Add to Claude Desktop (claude_desktop_config.json)

{
  "mcpServers": {
    "mcp-image-gen": {
      "command": "uv",
      "args": [
        "--directory", "/home/pplate/pi_mcps/mcp/mcp-image-gen",
        "run", "src/server.py"
      ],
      "env": {
        "COMFYUI_URL": "http://localhost:8188",
        "IMAGE_OUTPUT_DIR": "/home/pplate/Pictures/mcp-generated"
      }
    }
  }
}

Run directly

cd mcp/mcp-image-gen
./run.sh

Available Tools

Tool Description
generate_image Generate an image from a text prompt. Returns file path + inline base64 PNG.
list_available_models List all checkpoint models loaded in ComfyUI.
get_generation_status Check status of a running/queued generation by prompt_id.
get_output_directory Return the current output directory path.

generate_image parameters

Parameter Default Description
prompt (required) Text description of the image
width 1024 Image width in pixels
height 1024 Image height in pixels
steps 4 Inference steps (FLUX.1-schnell: 4 is optimal)
model flux1-schnell.safetensors Checkpoint model filename
seed -1 Seed for reproducibility (-1 = random)
negative_prompt "" Things to exclude from the image
output_dir (IMAGE_OUTPUT_DIR) Override output directory

ComfyUI Setup (Fedora + AMD ROCm)

# Install ComfyUI
pip install comfyui

# Download FLUX.1-schnell model (~8GB, Apache 2.0)
# Place in: ComfyUI/models/checkpoints/flux1-schnell.safetensors
# Source: https://huggingface.co/black-forest-labs/FLUX.1-schnell

# Start ComfyUI with ROCm support for AMD RX 7900 XTX
HSA_OVERRIDE_GFX_VERSION=11.0.0 python main.py --listen

# Verify the API is reachable
curl http://localhost:8188/system_stats

Note: HSA_OVERRIDE_GFX_VERSION=11.0.0 may be needed for the RX 7900 XTX (gfx1100) to be recognized correctly by ROCm libraries.

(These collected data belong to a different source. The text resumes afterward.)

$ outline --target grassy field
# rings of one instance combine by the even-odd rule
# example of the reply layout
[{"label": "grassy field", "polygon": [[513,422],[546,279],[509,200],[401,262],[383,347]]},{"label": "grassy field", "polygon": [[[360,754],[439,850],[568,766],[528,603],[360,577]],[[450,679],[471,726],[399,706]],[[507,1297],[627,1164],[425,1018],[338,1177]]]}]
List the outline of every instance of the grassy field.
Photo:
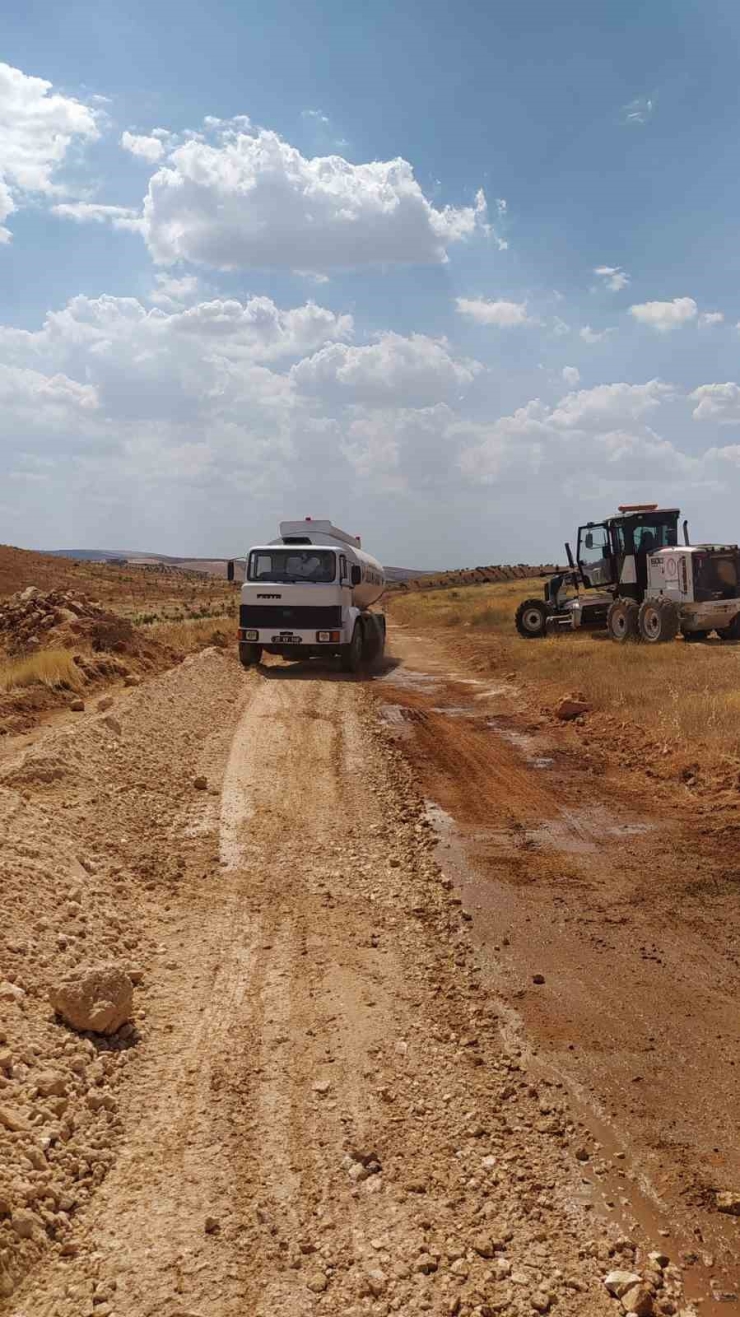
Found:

PyTorch with ROCm (if needed separately)

pip install torch torchvision --index-url https://download.pytorch.org/whl/rocm6.1

Testing

cd mcp/mcp-image-gen
uv run pytest tests/ -v

All tests mock the ComfyUI HTTP API — no running ComfyUI instance needed.


Ollama Migration Path

When Ollama adds Linux image generation support (announced "coming soon" as of April 2026, currently macOS-only), this server can switch backends via a single env var:

IMAGE_BACKEND=ollama  # currently only "comfyui" is implemented

The tool signatures, return types, and MCP interface will remain unchanged — only the underlying HTTP calls switch from ComfyUI to Ollama's /api/generate endpoint.


Architecture

Roo Code / Claude Desktop
        │
        │ MCP (stdio)
        ▼
  mcp-image-gen (FastMCP)
        │
        │ HTTP REST
        ▼
  ComfyUI @ localhost:8188
        │
        │ ROCm / AMD GPU
        ▼
  FLUX.1-schnell / SDXL / SD3.5

The server submits a FLUX.1-schnell ComfyUI API-format workflow, polls until complete, downloads the PNG, saves it to disk, and returns both a text summary and a base64-encoded inline image.